Close
Updated:

How are Accused Students’ Lawsuits over Sexual Misconduct Discipline Faring?

Much has been made about allegations of sexual assault on college campuses in recent years. At first the discussion centered on victim’s rights advocates’ claims that colleges swept allegations of sexual assault under the rug. Starting in 2001, and escalating in 2011, the U.S. Department of Education’s Office for Civil Rights (OCR) began issuing guidance dictating how federal funding recipients (i.e. virtually all colleges and universities) should handle sexual assault claims. Many point to the OCR’s 2011 “Dear Colleague” letter, which instructed schools to lower the standard of proof they use in these cases to a “preponderance of the evidence” standard, as a turning point in the national discussion about college sexual assault. As we have previously noted on this blog, schools jumped to follow OCR’s guidance for fear of losing federal funding.

As the policies and procedures that have been implemented in the wake of the 2011 OCR “Dear Colleague” letter have gone into effect, there has been a sea change in how schools address allegations of sexual assault by and against their students. Recently, journalists, legal experts, and those of us who represent accused students have raised concerns that the procedures put in place to address sexual assault claims do not comport with basic notions of fairness or due process, and therefore may not be accurate at determining whether sexual assault has actually occurred. As those concerns were first being aired in the public discourse, students who had been disciplined by their schools following sexual assault adjudications began to sue the schools, alleging that they had violated their rights to due process, had violated Title IX itself, and had violated contracts the students had with the schools. To date, at least seventy-seven men have filed suit against their colleges on these grounds.

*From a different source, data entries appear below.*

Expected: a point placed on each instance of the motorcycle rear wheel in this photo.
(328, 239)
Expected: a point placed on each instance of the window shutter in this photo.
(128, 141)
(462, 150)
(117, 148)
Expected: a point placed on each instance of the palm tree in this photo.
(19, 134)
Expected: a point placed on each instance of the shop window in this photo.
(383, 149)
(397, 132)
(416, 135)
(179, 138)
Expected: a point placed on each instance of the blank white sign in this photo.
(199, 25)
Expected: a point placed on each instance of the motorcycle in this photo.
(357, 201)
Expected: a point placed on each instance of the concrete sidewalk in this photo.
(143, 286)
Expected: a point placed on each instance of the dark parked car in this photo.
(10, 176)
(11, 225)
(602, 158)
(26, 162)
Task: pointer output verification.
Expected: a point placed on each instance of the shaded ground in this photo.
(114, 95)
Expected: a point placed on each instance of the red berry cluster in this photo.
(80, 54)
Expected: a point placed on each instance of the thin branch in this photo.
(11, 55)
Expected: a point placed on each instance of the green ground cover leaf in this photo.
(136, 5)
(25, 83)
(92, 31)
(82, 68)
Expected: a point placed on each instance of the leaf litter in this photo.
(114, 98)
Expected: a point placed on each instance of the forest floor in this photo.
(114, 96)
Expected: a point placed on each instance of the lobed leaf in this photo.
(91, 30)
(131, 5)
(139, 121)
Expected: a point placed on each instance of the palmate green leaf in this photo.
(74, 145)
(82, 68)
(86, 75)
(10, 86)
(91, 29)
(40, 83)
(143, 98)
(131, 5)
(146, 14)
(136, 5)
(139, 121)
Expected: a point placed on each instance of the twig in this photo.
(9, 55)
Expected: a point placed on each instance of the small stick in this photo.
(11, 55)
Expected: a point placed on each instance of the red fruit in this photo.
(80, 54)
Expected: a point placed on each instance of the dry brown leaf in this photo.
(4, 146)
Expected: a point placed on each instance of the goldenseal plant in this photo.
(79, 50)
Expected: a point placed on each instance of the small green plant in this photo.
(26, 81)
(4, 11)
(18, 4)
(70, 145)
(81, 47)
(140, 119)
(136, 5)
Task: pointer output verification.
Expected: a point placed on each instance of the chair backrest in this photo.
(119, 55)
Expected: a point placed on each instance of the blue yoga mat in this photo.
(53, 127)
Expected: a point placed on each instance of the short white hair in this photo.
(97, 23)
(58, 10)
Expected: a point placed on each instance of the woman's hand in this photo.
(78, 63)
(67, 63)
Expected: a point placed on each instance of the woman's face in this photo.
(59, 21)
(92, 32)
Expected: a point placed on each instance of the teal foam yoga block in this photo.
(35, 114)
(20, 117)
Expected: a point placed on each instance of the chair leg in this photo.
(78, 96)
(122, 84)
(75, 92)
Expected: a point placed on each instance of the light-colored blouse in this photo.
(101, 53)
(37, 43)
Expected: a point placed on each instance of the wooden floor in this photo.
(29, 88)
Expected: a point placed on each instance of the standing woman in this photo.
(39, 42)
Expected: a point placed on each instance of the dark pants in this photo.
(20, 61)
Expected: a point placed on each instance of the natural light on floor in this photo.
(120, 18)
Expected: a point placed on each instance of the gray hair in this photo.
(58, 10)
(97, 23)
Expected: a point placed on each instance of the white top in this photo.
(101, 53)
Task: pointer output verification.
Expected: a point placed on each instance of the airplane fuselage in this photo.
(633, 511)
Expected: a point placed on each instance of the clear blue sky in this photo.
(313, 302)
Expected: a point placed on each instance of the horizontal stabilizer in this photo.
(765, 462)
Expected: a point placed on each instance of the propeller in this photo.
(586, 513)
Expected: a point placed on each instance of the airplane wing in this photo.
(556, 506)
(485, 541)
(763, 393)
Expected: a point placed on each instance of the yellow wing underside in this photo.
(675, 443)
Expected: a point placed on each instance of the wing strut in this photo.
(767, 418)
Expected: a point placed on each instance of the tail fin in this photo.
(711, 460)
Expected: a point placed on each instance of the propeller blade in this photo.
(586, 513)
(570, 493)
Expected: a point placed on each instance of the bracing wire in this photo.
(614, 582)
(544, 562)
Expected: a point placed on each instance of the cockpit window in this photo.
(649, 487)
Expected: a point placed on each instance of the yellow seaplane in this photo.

Now that we are in the thick of the movement by these students to hold their schools accountable for faulty procedures and erroneous outcomes, it seems time to assess how these lawsuits are faring. The outcomes of the cases vary widely. Of the 77 cases collected in the database linked above, at least 30 are still pending. Another dozen or so have been resolved by settlement. Those that have been decided by judges have been a surprisingly mixed bag. In many cases judges have simply found for the school, finding no violation of state or federal law. In a few cases, judges have dismissed plaintiffs’ claims without prejudice, allowing the plaintiff to replead the claim.

Most plaintiffs’ Title IX claims have failed for lack of sufficient evidence of gender bias. For example, in May 2015, in Doe v. University of South Florida Board of Trustees, the judge found that the plaintiff had alleged that the university’s policies had a disparate impact on men, but that “disparate impact” claims are not cognizable under Title IX, and the plaintiff had failed to allege the necessary intentional discrimination to make out a Title IX claim. Two years earlier, in Bleiler v. Holy Cross, a federal judge in Massachusetts had held that disparate impact claims are cognizable under Title IX, but found that in that case the evidence did not support the plaintiff’s claim that once a man was accused of sexual assault it was a “foregone conclusion” that he would be found responsible and expelled.

In Sahm v. Miami University, the court found that the plaintiff’s allegations that the proceedings against him were unfair, and that virtually all sexual misconduct proceedings at the university involved male respondents, were insufficient to make out a Title IX claim of discrimination. The court contrasted the case with Wells v. Xavier University, where the plaintiff’s allegation that his discipline was handed out in response to a DOE investigation of the school, and was aimed at demonstrating that the school would take action against men accused of sexual assault. In Wells the court found those allegations to be sufficient to allow plaintiff’s Title IX claim to survive a motion to dismiss.

In addition to Wells, one other plaintiff recently sufficiently pled facts to allow his Title IX claim to survive a motion to dismiss. Just this month a federal judge denied Washington & Lee University’s motion to dismiss a Title IX claim, reasoning that a school administrator’s presentation (wherein she endorsed an article that seemed to say that any time a woman regrets having sex the interaction was not consensual) provided enough evidence to allow an inference of gender bias against men. Other plaintiffs in recent cases, while failing to persuade a court of gender bias, have succeeded on claims of breach of contract, negligence, or by demonstrating that the school acted arbitrarily and capriciously in administering its policies.

These cases demonstrate how unsettled and variable the law in this area currently is. Cases like Wells and Doe v. Washington & Lee University indicate that judges may be willing to consider male students’ Title IX claims, and look closely not only at the college’s policies and practices, but at the surrounding context and actions of school administrators in assessing the climate that led to the student’s discipline.